Stranger Than Fiction: "There Are Teeth Marks on It!"
Aggie Kiefer, LVT
A day off before a holiday weekend turns out to be a real lifesaver for one curious canine and his technician owner.
It was Easter weekend 2015, and I had family and friends coming to stay. With a hectic schedule that involves frequent travel, my house was a mess. My employer had given us Friday off, which felt like a lifesaver with all I needed to do to prepare for guests. Little did I know, spending that Friday at home literally would become lifesaving.
When my dog Clay, a standard schnauzer, was diagnosed with sick sinus syndrome at age 10, treatment included placement of a pacemaker. His surgery went amazingly well, and Clay immediately started acting like his old self again. Unfortunately, 3 years after surgery he developed an infection around the power unit located under the skin of his neck just below the left side of his jaw. The infected area became resistant to antibiotics, and a draining, open wound developed.

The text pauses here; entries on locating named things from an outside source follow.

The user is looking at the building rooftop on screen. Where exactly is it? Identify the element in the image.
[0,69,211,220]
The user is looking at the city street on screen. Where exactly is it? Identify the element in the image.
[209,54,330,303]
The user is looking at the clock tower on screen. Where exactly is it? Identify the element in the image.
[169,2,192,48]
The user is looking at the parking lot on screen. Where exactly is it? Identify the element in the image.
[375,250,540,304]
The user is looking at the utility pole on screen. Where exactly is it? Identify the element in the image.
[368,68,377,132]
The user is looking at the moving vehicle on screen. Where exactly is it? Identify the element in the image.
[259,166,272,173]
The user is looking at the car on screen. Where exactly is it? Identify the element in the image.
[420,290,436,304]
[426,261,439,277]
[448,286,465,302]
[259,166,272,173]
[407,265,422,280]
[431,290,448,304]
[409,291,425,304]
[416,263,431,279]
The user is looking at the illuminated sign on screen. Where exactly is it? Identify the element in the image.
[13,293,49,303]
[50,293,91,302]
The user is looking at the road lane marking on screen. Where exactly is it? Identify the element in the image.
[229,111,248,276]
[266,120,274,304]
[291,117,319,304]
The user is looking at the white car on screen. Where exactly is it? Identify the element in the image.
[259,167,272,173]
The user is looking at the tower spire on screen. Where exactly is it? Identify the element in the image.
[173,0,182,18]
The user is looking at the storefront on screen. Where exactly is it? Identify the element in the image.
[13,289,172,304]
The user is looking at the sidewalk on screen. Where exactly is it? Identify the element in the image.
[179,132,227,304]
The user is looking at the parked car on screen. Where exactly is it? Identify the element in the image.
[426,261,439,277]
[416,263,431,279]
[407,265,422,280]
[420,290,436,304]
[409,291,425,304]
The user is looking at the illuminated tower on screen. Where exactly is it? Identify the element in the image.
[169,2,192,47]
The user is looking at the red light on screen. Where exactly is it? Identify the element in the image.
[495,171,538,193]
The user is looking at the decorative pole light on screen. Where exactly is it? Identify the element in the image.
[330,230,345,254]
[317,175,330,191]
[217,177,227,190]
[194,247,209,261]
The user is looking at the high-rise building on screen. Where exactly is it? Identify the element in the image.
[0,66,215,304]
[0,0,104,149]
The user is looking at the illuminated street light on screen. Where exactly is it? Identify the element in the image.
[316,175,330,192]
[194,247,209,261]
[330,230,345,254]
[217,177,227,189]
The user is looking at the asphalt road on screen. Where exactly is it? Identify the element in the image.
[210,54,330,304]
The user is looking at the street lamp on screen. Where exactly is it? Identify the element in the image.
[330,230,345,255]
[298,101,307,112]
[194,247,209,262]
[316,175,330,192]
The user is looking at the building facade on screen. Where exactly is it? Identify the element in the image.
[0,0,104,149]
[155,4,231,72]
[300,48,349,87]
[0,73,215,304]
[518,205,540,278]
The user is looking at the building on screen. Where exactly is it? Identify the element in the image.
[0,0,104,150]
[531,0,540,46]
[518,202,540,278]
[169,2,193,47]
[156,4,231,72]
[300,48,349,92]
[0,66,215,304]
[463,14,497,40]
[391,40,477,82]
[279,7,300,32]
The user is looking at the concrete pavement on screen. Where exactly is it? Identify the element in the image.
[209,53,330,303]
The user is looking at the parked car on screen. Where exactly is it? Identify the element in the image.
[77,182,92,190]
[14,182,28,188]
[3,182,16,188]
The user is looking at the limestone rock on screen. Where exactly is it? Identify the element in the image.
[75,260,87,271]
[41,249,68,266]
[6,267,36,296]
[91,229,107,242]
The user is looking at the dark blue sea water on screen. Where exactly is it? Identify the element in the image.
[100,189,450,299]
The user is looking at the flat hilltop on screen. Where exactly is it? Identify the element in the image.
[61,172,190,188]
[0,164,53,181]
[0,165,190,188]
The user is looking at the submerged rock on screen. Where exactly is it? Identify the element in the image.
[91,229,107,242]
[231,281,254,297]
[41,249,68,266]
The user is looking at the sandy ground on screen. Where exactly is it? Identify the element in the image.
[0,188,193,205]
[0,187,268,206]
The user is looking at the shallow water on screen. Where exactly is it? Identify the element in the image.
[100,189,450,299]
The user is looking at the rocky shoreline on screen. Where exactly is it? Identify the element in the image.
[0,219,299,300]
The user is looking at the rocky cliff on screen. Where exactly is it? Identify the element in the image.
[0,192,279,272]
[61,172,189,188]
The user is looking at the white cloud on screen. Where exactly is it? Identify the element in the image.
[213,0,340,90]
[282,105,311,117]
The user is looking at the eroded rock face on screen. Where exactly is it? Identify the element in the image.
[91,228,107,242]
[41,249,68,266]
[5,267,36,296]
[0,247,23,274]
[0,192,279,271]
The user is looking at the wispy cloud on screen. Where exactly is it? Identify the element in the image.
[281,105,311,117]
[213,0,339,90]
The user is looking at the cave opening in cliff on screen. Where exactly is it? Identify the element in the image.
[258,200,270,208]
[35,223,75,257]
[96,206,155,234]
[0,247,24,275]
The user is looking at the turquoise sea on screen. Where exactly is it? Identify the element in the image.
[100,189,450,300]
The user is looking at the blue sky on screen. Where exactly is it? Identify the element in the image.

Luckily, I’m a veterinary technician and Clay is an excellent patient who doesn’t mind being fussed with or having new bandages placed daily. His cardiologist recommended general nursing care due to Clay’s age and told me that another surgery was likely to be necessary if the situation became worse. Little did I know how much worse the situation would become.
Slurp, Slurp, Bump, Bump
While cleaning the house that fateful Friday afternoon, I heard a strange noise. Like most pet owners, I’m in tune to unusual sounds involving my furry companions. The “slurp, slurp, bump, bump” noise I was hearing was new, though, so it didn’t take long to draw my attention. Clay was lying down behind me in the kitchen, so I turned and headed toward him. To my great surprise and horror, I discovered that the pacemaker’s power unit had fallen through the wound in the Clay’s skin and past the bandage. The unit was dangling from the lead wire and Clay was chewing on it!

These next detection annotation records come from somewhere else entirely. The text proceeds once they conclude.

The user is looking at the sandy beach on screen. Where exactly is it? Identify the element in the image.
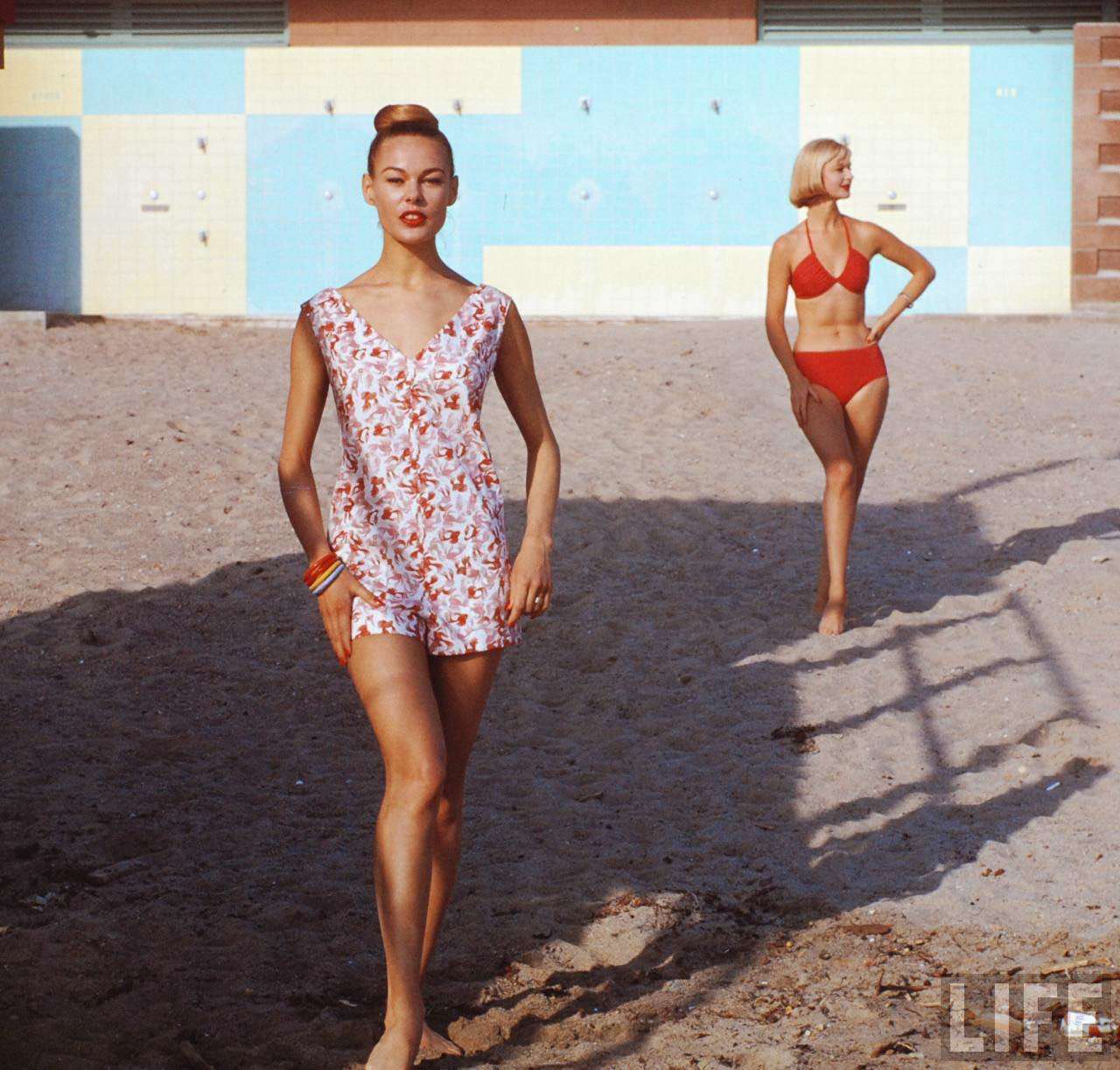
[0,306,1120,1070]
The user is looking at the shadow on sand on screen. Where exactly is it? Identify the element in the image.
[0,464,1120,1067]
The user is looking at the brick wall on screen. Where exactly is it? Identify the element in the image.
[1069,23,1120,307]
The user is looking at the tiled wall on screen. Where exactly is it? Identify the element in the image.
[0,44,1073,315]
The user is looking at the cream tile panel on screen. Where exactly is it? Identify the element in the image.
[245,47,521,116]
[789,45,969,245]
[81,115,247,315]
[968,245,1069,315]
[483,245,769,316]
[0,48,81,115]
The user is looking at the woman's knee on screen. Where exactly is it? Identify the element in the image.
[824,457,858,491]
[385,751,447,808]
[436,782,463,829]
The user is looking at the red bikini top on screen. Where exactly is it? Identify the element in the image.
[789,215,872,298]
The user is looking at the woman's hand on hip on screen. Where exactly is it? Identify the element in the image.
[789,375,821,430]
[505,535,552,627]
[319,570,373,669]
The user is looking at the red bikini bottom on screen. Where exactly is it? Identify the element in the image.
[793,344,887,404]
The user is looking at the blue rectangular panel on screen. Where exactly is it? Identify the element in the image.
[0,122,81,312]
[511,47,800,245]
[81,48,245,115]
[969,45,1073,245]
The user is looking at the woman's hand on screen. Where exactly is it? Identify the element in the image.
[789,375,821,430]
[505,535,552,627]
[864,316,891,345]
[319,568,373,669]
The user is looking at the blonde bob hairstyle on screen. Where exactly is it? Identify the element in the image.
[789,138,851,208]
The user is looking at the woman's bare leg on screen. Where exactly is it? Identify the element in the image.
[844,375,891,500]
[805,388,856,635]
[349,635,447,1070]
[813,376,889,615]
[410,650,501,1055]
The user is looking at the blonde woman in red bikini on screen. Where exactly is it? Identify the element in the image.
[279,104,560,1070]
[766,138,935,635]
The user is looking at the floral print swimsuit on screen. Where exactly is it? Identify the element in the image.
[303,284,521,654]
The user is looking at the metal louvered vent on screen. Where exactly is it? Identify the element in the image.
[759,0,1117,40]
[5,0,288,45]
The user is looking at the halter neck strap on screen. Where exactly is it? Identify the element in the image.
[805,215,851,263]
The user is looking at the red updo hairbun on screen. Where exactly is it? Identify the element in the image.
[365,104,455,177]
[373,104,439,133]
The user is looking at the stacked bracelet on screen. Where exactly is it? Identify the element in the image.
[304,550,346,595]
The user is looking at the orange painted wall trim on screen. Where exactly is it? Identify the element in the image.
[288,0,759,46]
[0,0,16,71]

Have you ever tried to get something from your dog that he really wants? My heart raced. Here was Clay’s life literally dangling on the line—at any second he could destroy the very thing that was keeping him alive! I needed to use all my skills to keep the situation from going from bad to worse. Clay, of course, was more interested in playing a game. “You want this?” he taunted me. “Come and chase me for it.”
Realizing how dangerous the situation would be if he were to damage the unit badly enough, I remained calm. I called to him, gently but insistently, telling him what a good boy he was until I could creep close enough to get to him, remove the chewed unit from his mouth, and tuck it back into his bandage.
At this point my panic eased, and my emergency nursing skills and 30 years of experience kicked in. Being a retired show dog, Clay is easily handled. I placed him on his grooming table, assessed the situation, and was able to secure the power unit to his neck using a jugular catheter placement technique. After applying another bandage and making a quick phone call to let the veterinary hospital know what had happened, we headed off to see the cardiologist through the emergency service.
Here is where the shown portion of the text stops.